Тайна королевы

22
18
20
22
24
26
28
30

Изумленно глядя на Пардальяна, она сумела лишь промолвить:

— Поразительно!..

В одном этом слове было заключено столько искренних чувств, что Пардальян поклонился, благодаря за лестный комплимент. Тем временем Фауста думала: «Что за человек! Возраст не властен над ним. Его решения стремительны, как молния, и точны, словно удар шпаги опытного фехтовальщика. Он только сегодня утром прибыл в Париж, а уже успел разведать все мои планы и вновь преградить мне путь. Если я отпущу его, он снова выйдет победителем из нашего поединка, как это бывало прежде… а то и наконец убьет меня. Я не решалась уничтожить его, но я была не права. Сейчас он в моих руках. Он не должен покинуть мой дворец живым, и он не покинет его».

Придя к такому заключению, она улыбнулась и с присущей ей надменностью спросила:

— Так, значит, вы посвящены в тайну рождения незаконной дочери Кончини?

— Отнюдь, — как всегда честно признался Пардальян. — Мне известно только то, о чем вы рассказали самому Кончини.

— Тогда, — удивилась Фауста, — откуда вы знаете, что девочка жива и что ее зовут Мюгетта-Ландыш? Кажется, я не называла ее имени, равно как и не убеждала Кончини, что его дочь жива.

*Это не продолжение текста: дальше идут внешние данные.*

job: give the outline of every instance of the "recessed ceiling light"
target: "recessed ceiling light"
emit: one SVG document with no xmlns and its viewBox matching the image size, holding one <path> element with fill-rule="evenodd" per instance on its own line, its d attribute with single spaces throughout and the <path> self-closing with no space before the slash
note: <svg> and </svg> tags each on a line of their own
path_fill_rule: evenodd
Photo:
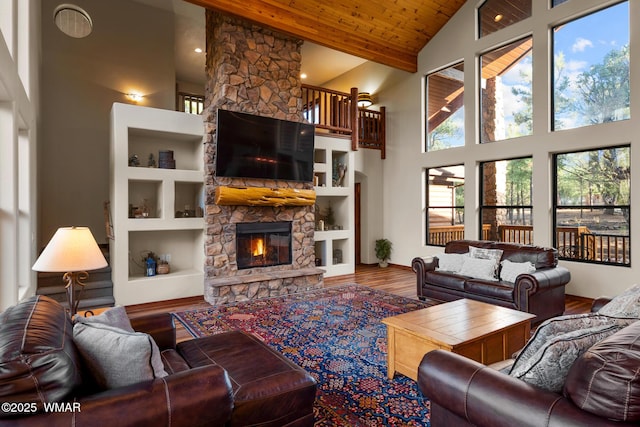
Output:
<svg viewBox="0 0 640 427">
<path fill-rule="evenodd" d="M 193 49 L 193 51 L 194 51 L 195 53 L 202 53 L 202 49 L 200 49 L 199 47 L 197 47 L 197 48 Z"/>
<path fill-rule="evenodd" d="M 496 16 L 493 17 L 493 21 L 494 22 L 500 22 L 500 21 L 502 21 L 502 18 L 504 18 L 504 16 L 501 13 L 499 13 Z"/>
<path fill-rule="evenodd" d="M 93 21 L 89 14 L 75 4 L 61 4 L 53 11 L 53 21 L 66 35 L 81 39 L 91 34 Z"/>
<path fill-rule="evenodd" d="M 306 79 L 307 78 L 307 73 L 300 73 L 300 78 L 301 79 Z"/>
</svg>

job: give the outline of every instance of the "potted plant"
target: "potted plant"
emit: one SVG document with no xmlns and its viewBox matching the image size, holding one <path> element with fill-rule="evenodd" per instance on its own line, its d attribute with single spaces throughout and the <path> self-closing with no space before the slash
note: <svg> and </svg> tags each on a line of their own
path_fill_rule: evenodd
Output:
<svg viewBox="0 0 640 427">
<path fill-rule="evenodd" d="M 380 267 L 387 267 L 388 259 L 391 259 L 391 241 L 388 239 L 376 240 L 376 258 L 378 258 L 378 265 Z"/>
</svg>

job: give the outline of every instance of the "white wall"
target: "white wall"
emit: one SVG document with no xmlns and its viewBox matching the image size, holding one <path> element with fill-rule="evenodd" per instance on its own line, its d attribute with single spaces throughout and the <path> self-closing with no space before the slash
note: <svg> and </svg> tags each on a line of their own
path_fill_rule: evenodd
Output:
<svg viewBox="0 0 640 427">
<path fill-rule="evenodd" d="M 42 0 L 39 247 L 70 225 L 106 242 L 113 102 L 130 103 L 125 94 L 136 91 L 145 95 L 140 105 L 175 107 L 173 13 L 130 0 L 74 0 L 94 24 L 74 39 L 53 23 L 60 3 Z"/>
<path fill-rule="evenodd" d="M 640 200 L 640 84 L 631 84 L 632 119 L 580 129 L 550 132 L 550 65 L 549 29 L 565 21 L 616 1 L 574 0 L 548 10 L 547 3 L 533 1 L 533 17 L 480 40 L 475 38 L 475 7 L 467 2 L 449 23 L 420 52 L 418 72 L 407 77 L 392 90 L 379 95 L 378 102 L 387 106 L 387 159 L 384 170 L 384 235 L 394 243 L 394 263 L 410 265 L 415 256 L 441 252 L 441 247 L 428 247 L 425 241 L 424 178 L 426 168 L 464 163 L 466 237 L 477 238 L 478 229 L 478 164 L 482 161 L 533 156 L 534 240 L 551 246 L 552 174 L 551 158 L 555 152 L 581 150 L 601 146 L 631 144 L 632 201 Z M 630 1 L 631 69 L 640 69 L 640 2 Z M 615 23 L 612 23 L 615 25 Z M 533 135 L 514 140 L 477 144 L 478 87 L 477 55 L 505 42 L 532 34 L 534 131 Z M 423 147 L 424 76 L 445 66 L 464 60 L 465 65 L 465 135 L 464 147 L 425 153 Z M 633 77 L 638 77 L 632 72 Z M 632 78 L 633 78 L 632 77 Z M 633 203 L 633 202 L 632 202 Z M 631 210 L 631 229 L 640 227 L 640 209 Z M 613 267 L 577 262 L 562 262 L 571 270 L 567 293 L 597 297 L 615 295 L 633 284 L 640 269 L 640 238 L 631 239 L 632 267 Z"/>
</svg>

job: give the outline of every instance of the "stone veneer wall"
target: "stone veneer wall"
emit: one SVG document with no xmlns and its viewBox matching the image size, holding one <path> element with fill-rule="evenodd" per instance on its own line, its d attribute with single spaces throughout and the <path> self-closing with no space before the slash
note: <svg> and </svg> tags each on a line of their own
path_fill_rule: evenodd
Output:
<svg viewBox="0 0 640 427">
<path fill-rule="evenodd" d="M 214 203 L 217 186 L 312 189 L 312 183 L 217 178 L 216 112 L 219 108 L 303 121 L 302 41 L 207 10 L 205 95 L 205 299 L 211 304 L 276 296 L 322 286 L 315 268 L 313 206 L 250 207 Z M 238 270 L 239 222 L 292 221 L 292 264 Z"/>
</svg>

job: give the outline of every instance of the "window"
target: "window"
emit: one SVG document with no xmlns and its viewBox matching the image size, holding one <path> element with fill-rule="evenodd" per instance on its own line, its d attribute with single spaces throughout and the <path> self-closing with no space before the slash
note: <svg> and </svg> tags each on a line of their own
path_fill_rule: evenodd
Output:
<svg viewBox="0 0 640 427">
<path fill-rule="evenodd" d="M 178 92 L 178 111 L 200 114 L 204 109 L 204 96 Z"/>
<path fill-rule="evenodd" d="M 531 16 L 531 0 L 487 0 L 478 8 L 480 37 Z"/>
<path fill-rule="evenodd" d="M 629 4 L 553 29 L 553 129 L 626 120 L 629 108 Z"/>
<path fill-rule="evenodd" d="M 464 166 L 427 169 L 427 244 L 464 239 Z"/>
<path fill-rule="evenodd" d="M 531 157 L 480 164 L 480 236 L 500 242 L 533 243 Z"/>
<path fill-rule="evenodd" d="M 480 57 L 480 142 L 533 132 L 532 47 L 533 39 L 527 37 Z"/>
<path fill-rule="evenodd" d="M 629 157 L 629 146 L 554 156 L 554 246 L 561 258 L 630 265 Z"/>
<path fill-rule="evenodd" d="M 566 3 L 569 0 L 551 0 L 551 7 L 556 7 L 561 5 L 562 3 Z"/>
<path fill-rule="evenodd" d="M 464 64 L 427 76 L 427 151 L 464 145 Z"/>
</svg>

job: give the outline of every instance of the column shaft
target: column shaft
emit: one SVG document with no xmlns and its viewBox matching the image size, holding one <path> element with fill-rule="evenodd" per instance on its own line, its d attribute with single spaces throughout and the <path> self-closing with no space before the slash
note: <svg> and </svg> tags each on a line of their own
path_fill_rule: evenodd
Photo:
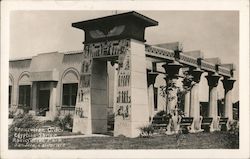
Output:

Пардальян охотно объяснил:

— Совершенно верно, сударыня. Признаюсь, что еще утром у меня и в мыслях не было, что ребенок жив. Но в разговоре с герцогом Ангулемским вы столь подчеркнуто упоминали юную цветочницу, что не нужно было обладать особой проницательностью, чтобы понять: речь идет о дочери Кончини.

— Да, — признала Фауста, — вы правы, шевалье: я сама вам все рассказала. Хотите еще что-нибудь добавить?

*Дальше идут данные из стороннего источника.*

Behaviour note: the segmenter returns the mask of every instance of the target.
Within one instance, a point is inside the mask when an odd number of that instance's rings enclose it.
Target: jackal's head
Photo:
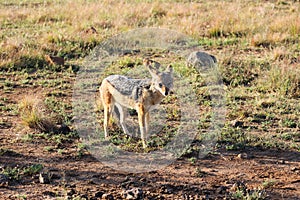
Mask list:
[[[173,89],[173,67],[169,65],[165,71],[160,72],[160,64],[156,61],[144,59],[144,65],[152,76],[152,87],[158,90],[163,96],[170,94]]]

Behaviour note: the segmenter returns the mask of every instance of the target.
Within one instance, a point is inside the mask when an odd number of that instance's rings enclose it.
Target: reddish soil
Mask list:
[[[22,88],[2,93],[12,103]],[[60,145],[63,152],[46,150],[46,139],[22,141],[30,132],[18,116],[1,114],[2,149],[0,168],[22,168],[40,163],[49,183],[40,183],[39,174],[21,176],[0,184],[1,199],[122,199],[124,191],[140,188],[143,199],[233,199],[237,188],[263,192],[265,199],[300,199],[300,153],[247,147],[243,152],[216,150],[191,162],[182,157],[154,172],[127,174],[104,166],[87,151],[78,154],[79,139]],[[245,153],[245,154],[240,154]],[[128,196],[127,196],[128,197]],[[128,197],[129,198],[129,197]]]

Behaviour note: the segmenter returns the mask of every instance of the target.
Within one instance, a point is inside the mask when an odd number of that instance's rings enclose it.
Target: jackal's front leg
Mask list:
[[[138,113],[138,119],[139,119],[139,126],[140,126],[140,131],[141,131],[141,138],[143,142],[143,148],[147,147],[146,143],[146,136],[147,136],[147,129],[146,129],[146,113],[145,113],[145,108],[143,104],[138,103],[137,104],[137,113]]]

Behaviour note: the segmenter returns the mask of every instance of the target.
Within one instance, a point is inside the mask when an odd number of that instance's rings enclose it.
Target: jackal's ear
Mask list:
[[[153,67],[152,65],[148,65],[147,67],[152,76],[157,75],[159,73],[158,69]]]
[[[173,66],[172,65],[168,65],[168,67],[166,68],[165,72],[173,73]]]

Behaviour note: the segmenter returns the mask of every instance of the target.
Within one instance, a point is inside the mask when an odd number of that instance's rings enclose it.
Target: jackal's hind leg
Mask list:
[[[146,129],[146,137],[149,133],[149,119],[150,119],[150,113],[149,111],[145,114],[145,129]]]
[[[105,87],[105,82],[103,83],[103,85],[101,85],[100,87],[100,95],[101,95],[101,101],[102,101],[102,105],[104,108],[104,136],[105,138],[108,137],[108,123],[109,123],[109,118],[111,116],[112,113],[112,104],[113,104],[113,100],[112,100],[112,96],[109,93],[108,89]]]
[[[121,106],[120,104],[116,104],[116,107],[118,108],[118,111],[119,111],[119,114],[120,114],[119,115],[119,117],[120,117],[119,120],[120,120],[121,127],[122,127],[124,133],[126,135],[129,135],[129,131],[128,131],[128,129],[126,127],[126,124],[125,124],[125,119],[127,117],[127,112],[126,112],[125,108],[123,106]]]
[[[104,107],[104,136],[109,137],[108,126],[111,126],[112,114],[114,112],[114,102]]]

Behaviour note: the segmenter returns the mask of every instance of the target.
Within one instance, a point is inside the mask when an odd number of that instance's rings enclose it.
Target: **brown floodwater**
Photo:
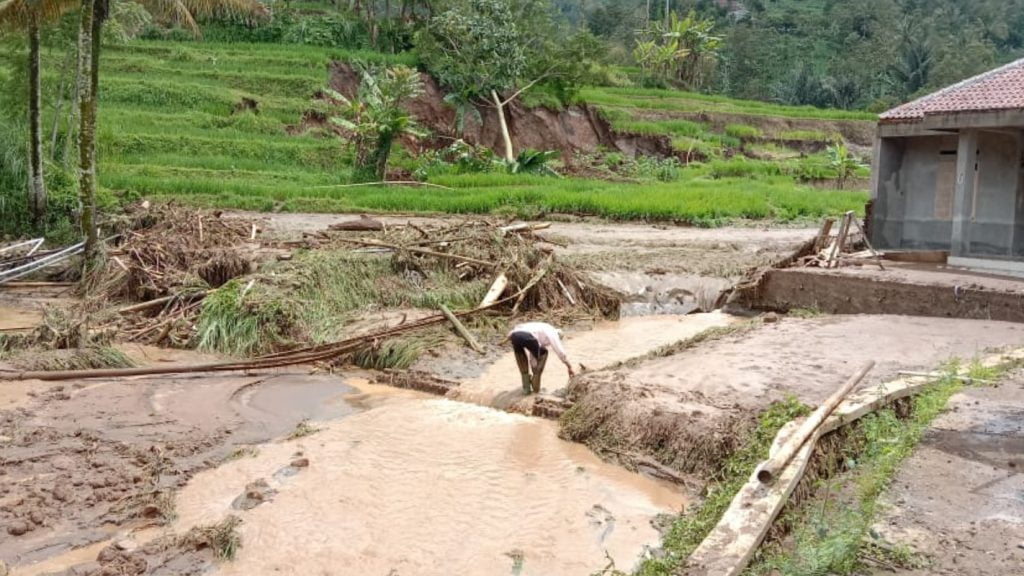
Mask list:
[[[735,318],[721,312],[633,316],[618,322],[598,322],[593,330],[567,334],[564,344],[577,369],[583,364],[587,370],[598,370],[734,321]],[[551,393],[565,388],[568,383],[569,374],[565,366],[550,354],[541,382],[542,391]],[[511,350],[479,378],[462,382],[449,393],[449,397],[506,410],[527,411],[529,408],[529,401],[522,394],[519,368]]]
[[[606,566],[606,552],[628,569],[660,542],[652,520],[686,503],[677,488],[558,439],[552,422],[365,390],[365,411],[262,445],[181,490],[181,531],[243,519],[242,549],[218,573],[583,575]],[[307,468],[290,466],[299,452]],[[273,495],[233,509],[258,479]]]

— Нет, сударыня, — ответил Пардальян. — Мне только хотелось бы, чтобы вы поняли, почему я считаю своим долгом выступить на защиту юного короля Людовика XIII.

— Вероятно, вы любите его?

— Нет, сударыня, в сущности, этот ребенок мне глубоко безразличен. Я его не знаю, и меня это вполне устраивает. Но я хорошо знал его отца, он удостоил меня свой дружбой. Так вот, его отец, Генрих IV…

— А вы уверены, что отец Людовика XIII — Генрих IV? — саркастически усмехнулась Фауста. — У меня есть два письма, подписанные одно — Марией Медичи, а другое — Кончино Кончини, не оставляющие сомнений, что Генрих IV отнюдь не является отцом нынешнего юного короля.

Фауста торжествовала. Пардальян же смерил ее долгим взором и бесстрастно произнес:

— Понимаю вас. Если юный король, а возможно, и его брат, маленький герцог Анжуйский, не являются сыновьями Генриха IV, значит, они не имеют права претендовать на французский трон. Это вы хотите сказать?

— Это сказал бы каждый, — многозначительно ответила Фауста.

— Согласен, — улыбнулся Пардальян. — Однако они скорее всего написаны той же самой рукой, которая подправила акт о крещении дочери Кончини. Впрочем, меня это не касается. Для меня имеет значение только одно: отец (шевалье сделал ударение на этом слове) Людовика XIII, предчувствуя свою близкую гибель, был уверен, что как только его не станет, вокруг трона его малолетнего сына начнется грызня. И он попросил меня, если в том будет необходимость, прийти на помощь мальчику. И я пообещал ему это, сударыня. А вы знаете, что только смерть может помешать шевалье де Пардальяну сдержать свое слово.

Теперь шевалье уже обращался к герцогу Ангулемскому:

— Видите, сударь, я оказался в стане ваших противников только потому, что меня призывает туда долг, коему я не могу изменить, не унизив себя в своих собственных глазах. Более того, надеюсь, я сумел доказать вам, что, вступая в игру на стороне этой страшной женщины, вы рискуете навеки обесчестить себя. Если вы желаете сохранить мою дружбу и мое уважение, то вы знаете, что нужно сделать. Решайте же скорей… иначе мне придется поверить, что голос вашего честолюбия окончательно заглушил голос вашей чести.